What a timely title that is: The Last Battle. So many people, including Christians, think we are in the last days, the battle(s) before the end of the world. Maybe that’s true, but who knows? The world’s gone through some pretty bad times before now and still went on. Our times now are projected to get tougher, but, hey, we get tougher with it.
This is my least favorite book in The Chronicles of Narnia. I realized I’d never actually read the whole thing, because Puzzle and Shift and the wearing of the lion skin made me sick to my stomach. No different this time. Ugh. Really, I only liked the very end, when everyone, all the children now grown up, now young again, who had ever visited Narnia get to go to heaven or Aslan’s country.
I so admire Tirian’s bravery and also that of Eustace and Jill. No lack of fighting here. However, I was kind of bored by it and just sad about the false Aslan, the false god. Perhaps it was just too gloomy for me. I also wasn’t sure what to make of Lewis’s including of a character who did not believe in Aslan in Aslan’s country. Going by allegory, it is not theology in line with the Bible, for the Bible says faith in Jesus is what one must have for salvation. But, perhaps this young man always believed in Aslan, or Jesus, and just didn’t know his name? Certainly people before Jesus was born on earth still believed in him, in God’s promise of a Savior, and were saved, so maybe Lewis is getting at something like that. It was perplexing, though, and not clarified well.
The very end is great, Lewis’s vision of heaven is pretty neat, although it is sad that the Pevensies all died in a train accident. Fortunately they don’t care and are on to bigger and better adventures. How great it was to have all the characters of all the stories together. What fun they will have!
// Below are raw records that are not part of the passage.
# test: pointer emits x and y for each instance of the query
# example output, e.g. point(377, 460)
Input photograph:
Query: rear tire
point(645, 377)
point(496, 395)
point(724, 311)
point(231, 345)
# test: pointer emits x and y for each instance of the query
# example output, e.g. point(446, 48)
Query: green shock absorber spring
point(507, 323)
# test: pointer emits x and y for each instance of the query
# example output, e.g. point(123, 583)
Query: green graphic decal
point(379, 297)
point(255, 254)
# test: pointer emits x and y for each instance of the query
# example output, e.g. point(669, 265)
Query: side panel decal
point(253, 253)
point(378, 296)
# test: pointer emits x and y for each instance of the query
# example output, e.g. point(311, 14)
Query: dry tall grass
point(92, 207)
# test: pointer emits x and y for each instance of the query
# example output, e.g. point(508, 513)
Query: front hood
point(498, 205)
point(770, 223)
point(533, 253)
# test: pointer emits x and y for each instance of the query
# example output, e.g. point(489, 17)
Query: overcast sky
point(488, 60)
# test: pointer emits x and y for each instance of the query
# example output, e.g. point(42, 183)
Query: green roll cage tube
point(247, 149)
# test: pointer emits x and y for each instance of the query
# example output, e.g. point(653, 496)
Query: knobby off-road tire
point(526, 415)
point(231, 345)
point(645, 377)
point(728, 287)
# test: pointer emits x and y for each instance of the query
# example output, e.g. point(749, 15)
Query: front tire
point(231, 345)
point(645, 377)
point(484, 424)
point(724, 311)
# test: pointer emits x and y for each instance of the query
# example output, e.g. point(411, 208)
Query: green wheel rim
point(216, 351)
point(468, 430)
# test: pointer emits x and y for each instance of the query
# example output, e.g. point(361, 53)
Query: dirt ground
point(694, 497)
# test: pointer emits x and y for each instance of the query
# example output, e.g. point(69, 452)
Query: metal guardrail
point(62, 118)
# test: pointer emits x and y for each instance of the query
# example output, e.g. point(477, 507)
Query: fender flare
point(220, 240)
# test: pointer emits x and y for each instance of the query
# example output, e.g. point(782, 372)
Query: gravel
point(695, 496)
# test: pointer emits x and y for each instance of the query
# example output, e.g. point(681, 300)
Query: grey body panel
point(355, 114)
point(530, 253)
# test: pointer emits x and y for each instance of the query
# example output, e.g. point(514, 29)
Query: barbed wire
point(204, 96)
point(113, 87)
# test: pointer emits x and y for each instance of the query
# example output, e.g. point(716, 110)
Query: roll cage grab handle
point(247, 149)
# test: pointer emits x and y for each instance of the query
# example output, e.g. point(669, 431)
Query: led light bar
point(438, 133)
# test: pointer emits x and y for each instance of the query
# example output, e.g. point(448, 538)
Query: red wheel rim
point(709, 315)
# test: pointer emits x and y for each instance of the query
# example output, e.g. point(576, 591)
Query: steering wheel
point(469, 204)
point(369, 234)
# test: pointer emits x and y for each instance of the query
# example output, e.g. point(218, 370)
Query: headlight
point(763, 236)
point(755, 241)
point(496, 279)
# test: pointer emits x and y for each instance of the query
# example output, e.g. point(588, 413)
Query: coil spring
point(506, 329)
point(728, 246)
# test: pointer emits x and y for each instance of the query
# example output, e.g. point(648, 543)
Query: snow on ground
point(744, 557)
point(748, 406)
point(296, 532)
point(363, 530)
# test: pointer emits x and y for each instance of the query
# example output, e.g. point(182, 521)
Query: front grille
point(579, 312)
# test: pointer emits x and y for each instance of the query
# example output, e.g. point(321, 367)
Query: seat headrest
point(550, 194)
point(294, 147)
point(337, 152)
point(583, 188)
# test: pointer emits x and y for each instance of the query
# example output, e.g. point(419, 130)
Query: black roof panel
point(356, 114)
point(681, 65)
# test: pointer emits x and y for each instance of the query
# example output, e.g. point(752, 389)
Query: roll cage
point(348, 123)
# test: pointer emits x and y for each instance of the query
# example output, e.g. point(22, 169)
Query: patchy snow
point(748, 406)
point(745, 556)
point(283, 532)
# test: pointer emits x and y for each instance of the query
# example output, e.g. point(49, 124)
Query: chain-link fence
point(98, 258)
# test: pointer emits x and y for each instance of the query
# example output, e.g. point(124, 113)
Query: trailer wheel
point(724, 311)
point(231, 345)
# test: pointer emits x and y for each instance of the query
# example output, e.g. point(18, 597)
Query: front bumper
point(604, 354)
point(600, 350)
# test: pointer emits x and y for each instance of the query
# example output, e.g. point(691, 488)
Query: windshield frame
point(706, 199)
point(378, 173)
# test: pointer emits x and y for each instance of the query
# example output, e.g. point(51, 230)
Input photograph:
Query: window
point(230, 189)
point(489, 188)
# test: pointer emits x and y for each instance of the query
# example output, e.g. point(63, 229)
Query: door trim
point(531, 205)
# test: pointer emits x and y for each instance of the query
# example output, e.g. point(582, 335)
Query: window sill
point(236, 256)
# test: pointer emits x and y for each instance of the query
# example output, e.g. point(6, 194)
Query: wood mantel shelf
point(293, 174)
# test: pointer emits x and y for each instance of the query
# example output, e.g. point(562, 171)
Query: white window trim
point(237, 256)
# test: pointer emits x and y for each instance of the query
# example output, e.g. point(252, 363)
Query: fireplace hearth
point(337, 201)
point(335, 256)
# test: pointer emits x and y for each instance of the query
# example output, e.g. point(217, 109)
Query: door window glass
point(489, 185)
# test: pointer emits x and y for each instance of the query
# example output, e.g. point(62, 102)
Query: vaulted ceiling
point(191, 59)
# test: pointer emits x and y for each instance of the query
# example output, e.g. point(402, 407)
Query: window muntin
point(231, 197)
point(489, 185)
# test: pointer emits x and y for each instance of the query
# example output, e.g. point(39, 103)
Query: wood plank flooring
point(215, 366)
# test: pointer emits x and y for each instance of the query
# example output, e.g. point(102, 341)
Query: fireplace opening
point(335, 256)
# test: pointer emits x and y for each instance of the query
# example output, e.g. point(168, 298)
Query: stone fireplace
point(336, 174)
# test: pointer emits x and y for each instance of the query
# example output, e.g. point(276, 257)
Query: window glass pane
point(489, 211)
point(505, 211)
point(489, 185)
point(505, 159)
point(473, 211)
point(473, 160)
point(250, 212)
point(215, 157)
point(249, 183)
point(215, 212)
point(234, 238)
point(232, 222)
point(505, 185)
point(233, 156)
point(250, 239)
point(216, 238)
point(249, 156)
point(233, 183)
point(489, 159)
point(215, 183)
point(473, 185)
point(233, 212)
Maybe someday I will read The Last Battle again and appreciate it more. I know a lot of fans of the series really like this one.
To conclude: My favorite is still The Voyage of the Dawn Treader, though it was fun reading all seven books. I realize that in many ways I have grown up and maybe can’t appreciate the series the same way in which I did as a child. Being grown up isn’t so bad, though, we have our adventures too.